И все же без этого понятия нам будет очень трудно обойтись, поэтому попробуем уточнить его значение. Словом “модерность” я буду обозначать здесь две вещи. Прежде всего ряд глубоких перемен, в разное время и в разных формах затронувших европейское общество, хотя их пик пришелся, по крайней мере, в Западной Европе, на середину XVIII — начало XX века. Вот их основные черты: урбанизация, индустриализация, социальное разделение труда, увеличение числа легитимных участников политической жизни, отмирание правового неравенства (и появление новых форм неравноправия), утверждение “инструментальной” рациональности, “расколдовывание мира”; каждый решает сам, какое из этих изменений сыграло бóльшую, а какое меньшую роль. Они часто обсуждались в контексте “больших нарративов”, таких как демократизация, промышленная революция, конец общества порядка, секуляризация. О них, обо всех их нюансах можно говорить бесконечно. Но полностью отказаться от разговора о них трудно. В рамках данной книги наше внимание привлекут главным образом два их аспекта, реже других удостаивающиеся упоминания: развитие способов дистанционной коммуникации — от появления прессы до изобретения радио и телевидения — и утверждение идеала аутентичной личности, наиболее полно отразившееся в романтизме. Развитие так называемой “медийной коммуникации” имело серьезные последствия для общества и культуры, благоприятствуя новым формам социального взаимодействия, заметно отличающимся от контактов в традиционных обществах, и свободной циркуляции культурных ценностей, которые стали в каком-то смысле рыночными продуктами. Если телекоммуникации XX века и ускорили эту мутацию, то ее генезис восходит к изобретению печати и ее бурному росту в XVIII веке. Все больше распространяются тексты, изображения, информация, предназначенные для широкого, потенциально неограниченного круга людей, и это глубоко трансформирует пути узнавания индивида его современниками. Акцентирование подлинности своего “я”, которое противопоставляется любым социальным проявлениям, превращающим индивида в публичную фигуру, было по большому счету реакцией на новую медийную ситуацию.

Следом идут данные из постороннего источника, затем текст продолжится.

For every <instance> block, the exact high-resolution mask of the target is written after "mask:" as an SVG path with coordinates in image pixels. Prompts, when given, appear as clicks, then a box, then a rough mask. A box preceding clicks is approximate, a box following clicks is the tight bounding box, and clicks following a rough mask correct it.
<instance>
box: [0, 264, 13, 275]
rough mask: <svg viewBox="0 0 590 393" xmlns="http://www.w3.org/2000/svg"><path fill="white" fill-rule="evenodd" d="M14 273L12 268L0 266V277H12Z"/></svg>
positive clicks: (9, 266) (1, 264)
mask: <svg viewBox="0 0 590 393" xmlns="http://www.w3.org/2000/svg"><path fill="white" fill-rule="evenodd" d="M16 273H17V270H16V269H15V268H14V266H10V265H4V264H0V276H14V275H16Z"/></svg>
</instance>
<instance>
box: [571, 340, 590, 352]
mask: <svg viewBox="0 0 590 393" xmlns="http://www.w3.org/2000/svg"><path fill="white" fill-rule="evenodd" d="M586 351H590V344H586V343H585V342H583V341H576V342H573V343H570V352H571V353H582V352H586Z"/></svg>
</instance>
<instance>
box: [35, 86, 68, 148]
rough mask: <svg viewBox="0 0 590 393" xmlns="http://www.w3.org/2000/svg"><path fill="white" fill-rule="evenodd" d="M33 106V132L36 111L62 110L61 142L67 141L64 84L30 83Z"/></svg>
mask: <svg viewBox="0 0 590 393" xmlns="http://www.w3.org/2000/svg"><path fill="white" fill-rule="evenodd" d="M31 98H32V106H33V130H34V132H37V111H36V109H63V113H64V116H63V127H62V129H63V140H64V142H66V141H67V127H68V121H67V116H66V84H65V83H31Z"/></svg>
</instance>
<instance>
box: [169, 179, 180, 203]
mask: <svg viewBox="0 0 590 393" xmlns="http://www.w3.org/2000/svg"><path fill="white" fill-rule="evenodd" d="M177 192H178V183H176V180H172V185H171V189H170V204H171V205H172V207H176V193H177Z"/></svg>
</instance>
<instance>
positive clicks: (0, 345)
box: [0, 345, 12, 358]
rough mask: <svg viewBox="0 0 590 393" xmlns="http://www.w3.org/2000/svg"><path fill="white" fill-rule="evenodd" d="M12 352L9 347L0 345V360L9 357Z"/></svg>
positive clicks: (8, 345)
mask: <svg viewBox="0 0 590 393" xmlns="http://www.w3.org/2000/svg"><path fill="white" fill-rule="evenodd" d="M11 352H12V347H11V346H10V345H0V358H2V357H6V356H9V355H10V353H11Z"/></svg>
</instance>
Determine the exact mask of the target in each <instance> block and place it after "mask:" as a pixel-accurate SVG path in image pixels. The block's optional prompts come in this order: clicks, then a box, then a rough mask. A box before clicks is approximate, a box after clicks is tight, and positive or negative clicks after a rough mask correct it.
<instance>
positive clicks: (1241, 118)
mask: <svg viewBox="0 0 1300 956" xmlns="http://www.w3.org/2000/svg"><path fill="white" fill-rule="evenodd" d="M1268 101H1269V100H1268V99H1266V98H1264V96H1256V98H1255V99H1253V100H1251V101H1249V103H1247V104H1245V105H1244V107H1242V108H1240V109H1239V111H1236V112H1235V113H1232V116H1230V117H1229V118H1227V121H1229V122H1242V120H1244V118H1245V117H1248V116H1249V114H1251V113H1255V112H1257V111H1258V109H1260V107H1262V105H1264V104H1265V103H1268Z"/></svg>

Но модерность — это также отношение ко времени, манера современного человека говорить о себе, утверждение своей специфичности, ощущение разрыва с прошлым, растущее стремление к рефлексивности. Историография в том виде, в каком мы ее знаем последние два века, полностью зависит от этого современного отношения ко времени, позволяющего рассматривать прошлое как объект познания. Это делается как для того, чтобы сохранить дистанцию между настоящим и прошлым, так и для того, чтобы понять, чем мы ему обязаны и что в нем для нас важно. Что до меня, я не воспринимаю прошлое как странный, непривычный мир, населенный чуждыми существами, и это дает возможность видеть в нем не только то, что отдаляет от него нас, людей Нового времени. Я нахожу там знакомые обычаи и верования, хотя иногда они облечены в другую форму, чем у нас; я обнаруживаю там истоки противоречий, над разрешением которых мы продолжаем биться и сегодня.